Nichteinmal ansatzweise habe ich beschrieben, oder besser gesagt gar nicht was das auf mich für Auswirkungen hatte. Auch nicht was das für Auswirkungen für meine Mitmenschen hatte. Nämlich mein Handeln und leben danach.
Wie diese Gewalt auch für mich und meine weiteres Leben einen enormen Einfluss hatte und ich praktisch zu dem wurde was mich geprägt hat.
Erst durch die wiederzusammenkunft meiner Frau- damals Freundin -und mir, ja meine Frau die mein Gegenpol war und ist, wurde ich zu den Menschen der ich heute bin.
Es ist danach soviel geschehen, das ich noch nie, ich wiederhole nie mit jemanden darüber gesprochen habe.
Ich schäme mich zurück zu denken und zu sehen wer ich war.
Ich schäme mich zurück zu denken und zu sehen wieviele Menschen ich verletzt und gedemütigt habe.
Ich schäme mich zurück zu denken und zu sehen daß ich zu den Mensch geworden bin, den ich am allermeisten hassen und verachten würde. Voll mit Hass, Verachtung, Schmerz, Gewalt und auf der Suche nach Strafe. Vielleicht für mich selbst.

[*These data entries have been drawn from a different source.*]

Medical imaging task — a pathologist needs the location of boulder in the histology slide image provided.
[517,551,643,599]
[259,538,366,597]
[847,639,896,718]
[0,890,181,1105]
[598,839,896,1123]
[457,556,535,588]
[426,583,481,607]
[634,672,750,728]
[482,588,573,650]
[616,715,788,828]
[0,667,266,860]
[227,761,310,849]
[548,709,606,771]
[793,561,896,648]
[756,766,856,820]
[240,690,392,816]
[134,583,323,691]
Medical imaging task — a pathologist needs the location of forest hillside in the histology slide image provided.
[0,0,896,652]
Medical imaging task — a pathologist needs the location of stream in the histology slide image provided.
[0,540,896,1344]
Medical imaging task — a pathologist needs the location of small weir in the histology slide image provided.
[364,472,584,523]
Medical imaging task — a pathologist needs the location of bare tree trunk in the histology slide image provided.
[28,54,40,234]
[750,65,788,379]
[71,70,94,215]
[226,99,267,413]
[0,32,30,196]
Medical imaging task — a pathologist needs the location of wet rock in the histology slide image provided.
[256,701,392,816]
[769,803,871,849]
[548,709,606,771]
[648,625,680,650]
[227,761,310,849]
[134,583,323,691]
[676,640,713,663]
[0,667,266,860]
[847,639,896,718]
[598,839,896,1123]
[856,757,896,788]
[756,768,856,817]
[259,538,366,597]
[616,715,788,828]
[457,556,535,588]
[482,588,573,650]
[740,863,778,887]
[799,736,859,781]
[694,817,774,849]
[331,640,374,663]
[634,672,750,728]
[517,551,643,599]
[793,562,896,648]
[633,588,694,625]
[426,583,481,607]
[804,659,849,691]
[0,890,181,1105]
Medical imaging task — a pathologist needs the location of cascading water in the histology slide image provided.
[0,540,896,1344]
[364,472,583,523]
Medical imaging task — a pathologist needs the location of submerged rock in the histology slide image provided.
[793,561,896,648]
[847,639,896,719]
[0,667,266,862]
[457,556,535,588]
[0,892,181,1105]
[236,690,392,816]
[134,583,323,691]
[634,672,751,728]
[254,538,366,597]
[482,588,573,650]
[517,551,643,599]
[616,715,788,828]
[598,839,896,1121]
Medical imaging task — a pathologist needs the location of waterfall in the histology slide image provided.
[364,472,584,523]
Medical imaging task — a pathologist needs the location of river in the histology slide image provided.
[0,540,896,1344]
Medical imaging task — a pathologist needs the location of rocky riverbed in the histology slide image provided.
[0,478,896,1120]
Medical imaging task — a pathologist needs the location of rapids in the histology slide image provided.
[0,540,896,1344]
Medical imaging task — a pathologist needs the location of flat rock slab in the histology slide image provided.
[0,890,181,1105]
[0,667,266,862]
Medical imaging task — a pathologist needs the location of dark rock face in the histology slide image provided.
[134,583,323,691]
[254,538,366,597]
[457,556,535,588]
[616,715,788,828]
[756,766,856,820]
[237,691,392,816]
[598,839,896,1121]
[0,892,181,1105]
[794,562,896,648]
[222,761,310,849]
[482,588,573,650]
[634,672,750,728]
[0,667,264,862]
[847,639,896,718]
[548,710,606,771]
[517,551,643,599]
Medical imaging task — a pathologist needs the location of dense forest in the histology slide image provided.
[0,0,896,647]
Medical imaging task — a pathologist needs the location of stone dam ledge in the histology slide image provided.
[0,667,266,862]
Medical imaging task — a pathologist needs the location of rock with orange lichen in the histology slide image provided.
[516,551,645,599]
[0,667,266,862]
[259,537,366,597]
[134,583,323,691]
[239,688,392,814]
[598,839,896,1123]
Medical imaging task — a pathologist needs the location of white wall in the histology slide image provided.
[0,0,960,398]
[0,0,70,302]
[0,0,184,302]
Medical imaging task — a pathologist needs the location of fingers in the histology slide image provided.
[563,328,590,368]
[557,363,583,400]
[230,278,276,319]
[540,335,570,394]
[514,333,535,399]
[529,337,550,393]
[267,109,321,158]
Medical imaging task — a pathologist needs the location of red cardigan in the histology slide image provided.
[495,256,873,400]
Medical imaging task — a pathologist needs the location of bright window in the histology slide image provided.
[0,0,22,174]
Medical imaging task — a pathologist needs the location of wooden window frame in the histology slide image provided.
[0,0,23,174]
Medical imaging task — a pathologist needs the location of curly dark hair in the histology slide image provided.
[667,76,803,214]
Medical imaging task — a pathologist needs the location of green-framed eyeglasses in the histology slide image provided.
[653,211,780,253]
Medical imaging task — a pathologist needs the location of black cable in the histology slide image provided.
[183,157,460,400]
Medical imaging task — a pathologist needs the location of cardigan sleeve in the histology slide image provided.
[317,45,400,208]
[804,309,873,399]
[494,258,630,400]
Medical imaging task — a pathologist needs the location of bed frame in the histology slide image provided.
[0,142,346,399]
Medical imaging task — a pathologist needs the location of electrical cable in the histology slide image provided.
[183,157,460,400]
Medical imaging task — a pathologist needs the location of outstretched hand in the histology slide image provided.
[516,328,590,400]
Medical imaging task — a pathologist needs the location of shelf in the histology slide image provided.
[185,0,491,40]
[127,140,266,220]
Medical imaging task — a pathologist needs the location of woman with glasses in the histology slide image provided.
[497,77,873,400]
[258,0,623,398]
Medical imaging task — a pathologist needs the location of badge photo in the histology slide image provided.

Durch Begriffe wie "Modewort" oder auch andere, trauen wir uns auch nicht wirklich etwas über unser Trauma- was es für mich wirklich ist -zu sprechen. Der Scharm und die Sorge dass es runtergespielt wird ist zu groß.
Noch nie hat mich jemand gefragt wie es weiterging damals. Nur meine Frau weiß meine/unsere Geschichte. Ohne sie weiß ich nicht wo ich heute wäre. Was aus mir geworden wäre.
Sie war/ist es die mich immer wieder beruhigt hat. Die mir Trost gespendet hat und mir einfach nah war. Sie war mein Psychotherapeut, mein bester Freund und geliebte. Ohne sie, wäre ich längst verloren.